Paró el coche en la curva que había antes del tramo recto del camino y se bajó. Cerca, había dicho Jane, lo cual significaba, según toda probabilidad, agachado entre los rododendros a lo largo del borde del camino. Sus registros hasta entonces habían sido decepcionantes. Mientras había reunido a un grupo de policías para registrar la casa del hielo en busca de algo relacionado con la señora Thompson, él mismo había andado a gatas por la terraza, buscando huellas del agresor de Anne. Si hubiera pasado lo que él creía, habría habido bastantes pruebas de ello. Pero Walsh tenía razón. Excepto algunos ladrillos sueltos y una colilla de cigarro de una marca que ni Fred ni Anne fumaban, no había nada. Ni arma -había estado examinando cada ladrillo y cada piedra meticulosamente para ver si hallaba manchas de sangre-; ni huellas -el césped estaba demasiado seco por falta de lluvia y las baldosas demasiado limpias debido a los habituales barridos de Molly-; ni sangre, ni siquiera la más diminuta mota, para demostrar que Anne había sido golpeada fuera y no dentro. Había empezado a preguntarse si había puesto demasiada fe en la certeza de Phoebe -diez años era mucho tiempo y la gente cambiaba- y ella misma había reconocido que sólo pasó aquella vez. Pero ¿y si ella estuviera equivocada o estuviera mintiendo? No podía resignarse a explorar ninguna de esas posibilidades. Aún no.

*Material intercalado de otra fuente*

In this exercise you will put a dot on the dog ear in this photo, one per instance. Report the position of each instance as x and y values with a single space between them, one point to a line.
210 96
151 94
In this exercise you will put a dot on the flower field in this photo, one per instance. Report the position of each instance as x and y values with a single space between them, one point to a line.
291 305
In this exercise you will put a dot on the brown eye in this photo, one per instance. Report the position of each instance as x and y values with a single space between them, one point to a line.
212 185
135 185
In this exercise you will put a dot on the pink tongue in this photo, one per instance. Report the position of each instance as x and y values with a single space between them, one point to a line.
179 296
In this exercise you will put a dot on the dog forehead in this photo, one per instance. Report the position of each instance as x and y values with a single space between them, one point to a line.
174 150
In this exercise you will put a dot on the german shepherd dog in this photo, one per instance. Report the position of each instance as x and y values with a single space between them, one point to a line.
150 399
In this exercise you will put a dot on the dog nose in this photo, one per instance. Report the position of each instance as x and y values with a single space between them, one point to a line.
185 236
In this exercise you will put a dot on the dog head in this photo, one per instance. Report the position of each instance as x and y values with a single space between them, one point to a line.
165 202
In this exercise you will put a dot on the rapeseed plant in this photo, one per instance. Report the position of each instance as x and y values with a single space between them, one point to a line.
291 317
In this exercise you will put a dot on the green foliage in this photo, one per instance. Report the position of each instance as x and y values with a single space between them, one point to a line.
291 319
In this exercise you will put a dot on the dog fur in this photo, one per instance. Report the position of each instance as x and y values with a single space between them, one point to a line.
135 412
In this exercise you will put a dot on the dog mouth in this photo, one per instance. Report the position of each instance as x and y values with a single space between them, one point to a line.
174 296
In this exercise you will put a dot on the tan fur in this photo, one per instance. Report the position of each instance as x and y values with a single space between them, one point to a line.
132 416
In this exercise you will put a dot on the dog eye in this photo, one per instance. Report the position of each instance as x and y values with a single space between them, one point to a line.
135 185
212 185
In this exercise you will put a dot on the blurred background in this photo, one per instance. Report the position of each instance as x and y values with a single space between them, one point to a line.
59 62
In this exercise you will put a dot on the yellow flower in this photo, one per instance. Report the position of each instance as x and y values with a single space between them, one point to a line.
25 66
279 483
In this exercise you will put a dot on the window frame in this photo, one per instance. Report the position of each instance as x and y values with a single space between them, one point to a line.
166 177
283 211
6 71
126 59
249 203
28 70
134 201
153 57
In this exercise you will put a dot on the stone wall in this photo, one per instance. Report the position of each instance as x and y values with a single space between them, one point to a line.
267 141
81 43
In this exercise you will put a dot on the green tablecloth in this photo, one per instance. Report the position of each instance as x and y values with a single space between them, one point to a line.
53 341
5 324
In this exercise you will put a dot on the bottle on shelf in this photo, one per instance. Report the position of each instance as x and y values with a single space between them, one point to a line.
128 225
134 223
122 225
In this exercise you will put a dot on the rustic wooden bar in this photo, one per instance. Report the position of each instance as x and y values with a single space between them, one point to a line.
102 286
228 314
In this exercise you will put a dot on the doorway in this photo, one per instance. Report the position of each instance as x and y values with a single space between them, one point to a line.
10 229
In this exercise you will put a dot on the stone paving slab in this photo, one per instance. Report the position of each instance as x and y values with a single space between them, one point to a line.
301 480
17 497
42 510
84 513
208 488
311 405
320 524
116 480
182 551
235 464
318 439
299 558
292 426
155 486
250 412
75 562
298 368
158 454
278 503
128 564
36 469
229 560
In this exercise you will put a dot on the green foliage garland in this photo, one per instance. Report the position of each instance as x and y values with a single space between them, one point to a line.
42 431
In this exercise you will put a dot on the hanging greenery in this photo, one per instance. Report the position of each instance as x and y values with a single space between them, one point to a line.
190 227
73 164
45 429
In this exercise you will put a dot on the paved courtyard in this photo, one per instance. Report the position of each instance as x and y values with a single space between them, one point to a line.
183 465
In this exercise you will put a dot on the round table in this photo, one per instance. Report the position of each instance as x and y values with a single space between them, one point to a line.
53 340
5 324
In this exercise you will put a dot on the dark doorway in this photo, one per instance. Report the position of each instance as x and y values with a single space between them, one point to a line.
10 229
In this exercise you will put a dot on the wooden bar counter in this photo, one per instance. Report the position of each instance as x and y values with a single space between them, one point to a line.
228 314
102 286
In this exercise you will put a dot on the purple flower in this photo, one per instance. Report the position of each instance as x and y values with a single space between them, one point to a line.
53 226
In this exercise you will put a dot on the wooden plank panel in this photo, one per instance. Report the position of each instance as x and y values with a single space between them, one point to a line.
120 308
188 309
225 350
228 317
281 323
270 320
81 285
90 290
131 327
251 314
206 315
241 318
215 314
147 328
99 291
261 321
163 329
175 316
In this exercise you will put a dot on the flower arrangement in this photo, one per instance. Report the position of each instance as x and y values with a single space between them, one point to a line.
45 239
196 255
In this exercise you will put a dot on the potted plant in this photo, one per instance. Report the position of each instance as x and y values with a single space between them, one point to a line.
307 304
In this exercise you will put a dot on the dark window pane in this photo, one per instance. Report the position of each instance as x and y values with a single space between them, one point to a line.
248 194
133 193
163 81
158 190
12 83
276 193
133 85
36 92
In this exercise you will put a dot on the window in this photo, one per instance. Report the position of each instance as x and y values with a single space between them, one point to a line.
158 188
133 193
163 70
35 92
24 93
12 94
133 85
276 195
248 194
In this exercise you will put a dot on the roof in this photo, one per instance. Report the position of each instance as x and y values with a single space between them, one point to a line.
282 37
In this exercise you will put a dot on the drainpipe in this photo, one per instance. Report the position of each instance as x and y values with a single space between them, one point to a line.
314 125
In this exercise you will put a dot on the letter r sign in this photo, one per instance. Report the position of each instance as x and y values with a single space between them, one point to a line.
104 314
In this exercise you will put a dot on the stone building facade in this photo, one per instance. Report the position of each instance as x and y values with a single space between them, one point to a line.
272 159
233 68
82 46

Se puso a cuatro patas una vez más y empezó a avanzar por el camino. Si precisamente había algo, no sería fácil de encontrar. Un grupo ya había estado buscando por allí una vez sin éxito, pero entonces les había dicho que se concentraran en un tramo de más abajo, cerca de donde había alcanzado a la joven y donde, por un breve instante, había tenido el presentimiento de que les estaban observando a él y a Jane. Anduvo a gatas por el lado izquierdo, doliéndole las rodillas, con los ojos alerta constantemente, pero después de media hora, no había encontrado nada.